Dealing with binders, renaming of bound variables, capture-avoiding substitution, etc., is very often a major problem in formal proofs about programming languages, especially in proofs by induction. Nominal techniques are about having names as binders and providing an infrastructure to reason conveniently about them. In the course, the speaker will give an overview about the nominal techniques as they are implemented in the theorem prover Isabelle/HOL.

Specific topics include Permutations and the notion of support; Strong induction principles that have the variable convention already built in; Definition of function by structural recursion over alpha-equivalence classes; Proofs and techniques from structural operational semantics.

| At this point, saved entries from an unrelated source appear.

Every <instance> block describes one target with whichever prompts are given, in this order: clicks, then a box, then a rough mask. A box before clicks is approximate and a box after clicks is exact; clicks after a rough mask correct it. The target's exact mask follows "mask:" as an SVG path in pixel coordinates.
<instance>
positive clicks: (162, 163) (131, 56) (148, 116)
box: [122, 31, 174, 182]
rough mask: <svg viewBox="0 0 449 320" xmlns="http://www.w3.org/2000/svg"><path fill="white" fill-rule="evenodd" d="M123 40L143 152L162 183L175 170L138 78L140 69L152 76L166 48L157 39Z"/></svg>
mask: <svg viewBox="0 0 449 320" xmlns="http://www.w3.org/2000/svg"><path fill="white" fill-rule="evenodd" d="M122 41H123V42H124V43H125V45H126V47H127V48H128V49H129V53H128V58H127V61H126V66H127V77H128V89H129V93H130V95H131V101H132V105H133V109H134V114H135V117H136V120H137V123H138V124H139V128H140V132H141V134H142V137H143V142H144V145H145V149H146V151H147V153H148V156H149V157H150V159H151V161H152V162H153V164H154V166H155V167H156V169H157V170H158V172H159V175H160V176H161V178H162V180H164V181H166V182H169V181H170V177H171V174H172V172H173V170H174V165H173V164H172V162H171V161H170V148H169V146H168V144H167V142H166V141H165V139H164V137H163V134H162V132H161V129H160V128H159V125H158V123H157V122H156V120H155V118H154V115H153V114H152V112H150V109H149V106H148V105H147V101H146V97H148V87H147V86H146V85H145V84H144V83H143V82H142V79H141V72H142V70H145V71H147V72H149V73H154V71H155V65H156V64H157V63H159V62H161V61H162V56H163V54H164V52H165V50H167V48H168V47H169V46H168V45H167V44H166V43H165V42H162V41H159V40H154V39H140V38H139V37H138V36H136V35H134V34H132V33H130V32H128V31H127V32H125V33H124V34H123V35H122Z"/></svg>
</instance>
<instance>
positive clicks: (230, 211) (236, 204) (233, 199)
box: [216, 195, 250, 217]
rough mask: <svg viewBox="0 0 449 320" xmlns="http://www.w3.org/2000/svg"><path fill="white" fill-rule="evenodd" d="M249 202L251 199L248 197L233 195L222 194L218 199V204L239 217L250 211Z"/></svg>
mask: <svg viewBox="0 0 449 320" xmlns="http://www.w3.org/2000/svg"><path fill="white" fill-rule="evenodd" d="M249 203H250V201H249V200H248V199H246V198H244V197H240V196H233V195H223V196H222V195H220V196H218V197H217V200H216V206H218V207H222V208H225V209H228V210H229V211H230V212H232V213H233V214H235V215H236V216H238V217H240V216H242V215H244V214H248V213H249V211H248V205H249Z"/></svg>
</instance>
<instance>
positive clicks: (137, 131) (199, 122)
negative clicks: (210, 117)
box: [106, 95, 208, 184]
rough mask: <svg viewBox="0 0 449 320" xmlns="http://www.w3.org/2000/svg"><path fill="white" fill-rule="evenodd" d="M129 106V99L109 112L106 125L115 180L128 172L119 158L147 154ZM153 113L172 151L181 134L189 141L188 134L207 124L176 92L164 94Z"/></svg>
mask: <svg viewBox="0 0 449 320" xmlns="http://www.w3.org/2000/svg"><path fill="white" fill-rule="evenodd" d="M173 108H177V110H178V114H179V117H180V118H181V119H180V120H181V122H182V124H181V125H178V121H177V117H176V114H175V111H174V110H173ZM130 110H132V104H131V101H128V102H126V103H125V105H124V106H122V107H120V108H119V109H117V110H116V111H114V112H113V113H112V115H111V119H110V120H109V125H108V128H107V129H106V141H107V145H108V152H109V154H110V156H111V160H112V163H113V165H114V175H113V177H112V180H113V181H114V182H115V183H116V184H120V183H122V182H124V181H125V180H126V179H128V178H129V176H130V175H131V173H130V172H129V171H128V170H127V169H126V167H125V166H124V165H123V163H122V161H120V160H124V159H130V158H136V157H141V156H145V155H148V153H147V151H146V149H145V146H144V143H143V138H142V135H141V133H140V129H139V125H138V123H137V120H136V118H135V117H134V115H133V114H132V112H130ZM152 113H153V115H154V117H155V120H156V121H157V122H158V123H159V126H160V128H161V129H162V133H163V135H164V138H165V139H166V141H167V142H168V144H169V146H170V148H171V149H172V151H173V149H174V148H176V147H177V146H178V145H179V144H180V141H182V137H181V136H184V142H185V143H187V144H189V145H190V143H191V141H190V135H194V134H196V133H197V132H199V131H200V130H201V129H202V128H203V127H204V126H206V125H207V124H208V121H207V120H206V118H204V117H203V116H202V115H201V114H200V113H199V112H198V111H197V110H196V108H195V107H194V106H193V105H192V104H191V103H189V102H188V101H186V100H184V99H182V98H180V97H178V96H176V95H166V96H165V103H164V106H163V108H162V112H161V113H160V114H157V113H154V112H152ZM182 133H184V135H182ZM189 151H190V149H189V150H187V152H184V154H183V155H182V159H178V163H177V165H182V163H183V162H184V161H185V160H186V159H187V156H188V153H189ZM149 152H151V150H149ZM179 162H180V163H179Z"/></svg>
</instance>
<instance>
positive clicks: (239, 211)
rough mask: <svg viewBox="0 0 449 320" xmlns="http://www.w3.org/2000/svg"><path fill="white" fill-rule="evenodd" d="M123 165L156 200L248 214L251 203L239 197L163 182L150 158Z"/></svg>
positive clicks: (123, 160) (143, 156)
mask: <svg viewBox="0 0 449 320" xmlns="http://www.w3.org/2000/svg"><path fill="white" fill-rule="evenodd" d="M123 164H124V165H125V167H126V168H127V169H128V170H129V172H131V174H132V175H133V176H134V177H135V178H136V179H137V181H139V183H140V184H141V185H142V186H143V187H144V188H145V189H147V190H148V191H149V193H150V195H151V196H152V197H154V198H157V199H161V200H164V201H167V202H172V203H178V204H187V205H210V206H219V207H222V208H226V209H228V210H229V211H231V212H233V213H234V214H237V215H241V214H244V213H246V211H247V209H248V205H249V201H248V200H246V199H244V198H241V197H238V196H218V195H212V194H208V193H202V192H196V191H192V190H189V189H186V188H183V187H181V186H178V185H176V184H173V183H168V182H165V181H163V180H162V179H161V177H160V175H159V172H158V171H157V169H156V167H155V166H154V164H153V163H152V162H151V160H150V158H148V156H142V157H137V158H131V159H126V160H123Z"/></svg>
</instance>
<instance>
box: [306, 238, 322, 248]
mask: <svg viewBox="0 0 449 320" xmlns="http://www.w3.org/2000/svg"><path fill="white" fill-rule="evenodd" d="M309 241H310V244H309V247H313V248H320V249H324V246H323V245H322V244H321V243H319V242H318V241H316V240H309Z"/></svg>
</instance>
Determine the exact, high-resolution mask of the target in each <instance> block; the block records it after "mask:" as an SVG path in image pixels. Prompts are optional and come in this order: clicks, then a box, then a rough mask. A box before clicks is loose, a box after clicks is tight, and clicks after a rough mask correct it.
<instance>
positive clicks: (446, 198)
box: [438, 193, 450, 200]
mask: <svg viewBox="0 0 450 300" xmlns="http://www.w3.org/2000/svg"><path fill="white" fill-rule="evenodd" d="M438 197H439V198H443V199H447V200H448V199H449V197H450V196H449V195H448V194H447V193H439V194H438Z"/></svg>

Coq for Programming Language Metatheory Stephanie Weirich and Brian Aydemir, University of Pennsylvania

The speakers will present a hands-on tutorial on the use of the Coq proof assistant in formalizing programming language metatheory. The tutorial is tailored to people who are familiar with syntactic proofs of programming language metatheory, such as type soundness, but have never used a proof assistant to create and check such proofs. At the end, participants will have a reading knowledge of Coq and a running start on using Coq in their own work. The tutorial is composed of two pieces: a basic introduction to defining language semantics in Coq as well as the proof of simple results, as well as a more specialized treatment of the representation of binding structures. Both parts include interactive demos and exercises.

This tutorial material was developed in collaboration with Aaron Bohannon, Benjamin Pierce, Jeffrey Vaughan, Dimitrios Vytiniotis, and Steve Zdancewic, all members of the Penn PLCLUB.